City commissioners set Feb. 5 as the public hearing date to amend the brownfield that was awarded to Two West in 2005. Then it was a $20 million development that consisted of 26,000 square feet of retail, 74 condominiums and 194 parking spaces. Now the project’s cost has reached $32 million and features 35,000 square feet of retail, the city-owned parking spaces, and 66 apartments. Cummings said the apartments will rent for $1.60 per square foot and measure from 700 square feet to 1,150 square feet.

“It’s much more viable,” said Cummings as to what the apartments mean for the project. “We have to create a viable project for a bank to lend to us.”

The Brownfield Redevelopment Authority okayed the amendment. Because the project is within the DDA boundary, the BRA can’t collect the tax-increment revenue from it. But the board’s action raised the credit amount from the state business tax Two West is seeking to $3.3 million. The state already approved a $1 million credit for Two West and the firm is asking for an additional tax credit of $2.3 million, a change city commissioners and the state have to ratify.

“It may be necessary to divide the property into two development parcels to accommodate multiple credit requests,” said Kara Wood, economic development director for the city.

First Ward City Commissioner James Jendrasiak wondered how Two West can qualify for tax credits when the city is paying for all the project’s parking spaces and the main tenant is a nonprofit organization that is exempt from property taxes.

Commissioners will also have to extend the agreement Two West has for its purchase of the property and they are likely to do that on Jan. 29. The current one calls for Two West to close on the deal on Jan. 31, but the drop-dead date will be pushed back to March 31. Two West has already paid the city $25,000 for two extensions of the closing date. The Parking Commission approved the extension last week.

City commissioners will also have the new development agreement before them on Jan. 29. That contract will require that the project’s final plan be done within six months of the closing deadline and for construction get started within six months of the plan’s submission. Work on The Gallery would have to be completed within two years of the start date or Two West would face a penalty of $175,000.

The Urban Institute for Contemporary Arts is expected to anchor the project and buy about 32,000 square feet of the building’s total retail space for its new home. UICA will offer two theaters for movies and performances there, a large catering kitchen, high-tech meeting rooms, lecture halls, artists’ studios, gallery spaces, a gift shop, and a rooftop garden.

UICA Executive Director Jeffrey Meeuswen said moving to The Gallery will reduce the agency’s annual operating cost by $145,000, increase its annual earned income by $280,000, and eliminate a $1 million mortgage it has on the current site at 41 Sheldon Ave. SE.

UICA is in the midst of a $6.5 million capital campaign, an effort that has raised about $3 million so far. UICA expects to receive $2.5 million from the sale of its current home. When that amount is added to the campaign goal, it gives the agency $9 million to spend on its new facility.
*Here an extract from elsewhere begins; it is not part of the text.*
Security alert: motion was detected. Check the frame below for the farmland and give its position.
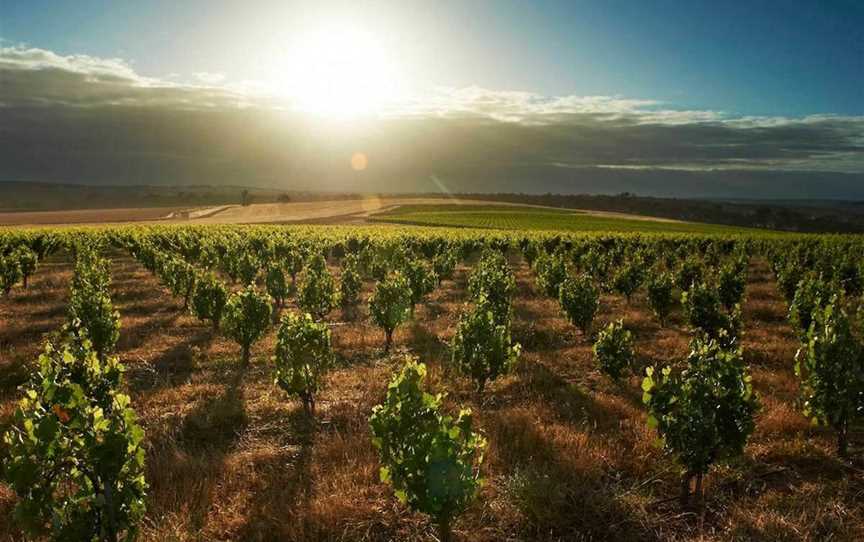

“We’ve hit all of our targets so far. We are at 44 percent of the goal,” said Meeuswen.

UICA is selling naming rights to the rooms and theaters as part of the campaign. Those range in price from $25,000 to $500,000. The new four-story home is expected to cost UICA $6.9 million, a price tag that includes furniture, fixtures and equipment.

Wood said the project would create at least 32 new fulltime jobs averaging $19.23 per hour, which should result in $12,800 of new income-tax revenue annually for the city.

Cummings said work on the project would get started in the spring or early summer and would take about 18 months to complete. Two West outbid four other development firms in May 2005 for the right to buy the property from the city, which once was home to the City Centre parking ramp.

“We have invested a lot of hard money into the project and we have shrunken our margin,” said Cummings. “We are knocking on the door now, which is quite an accomplishment.”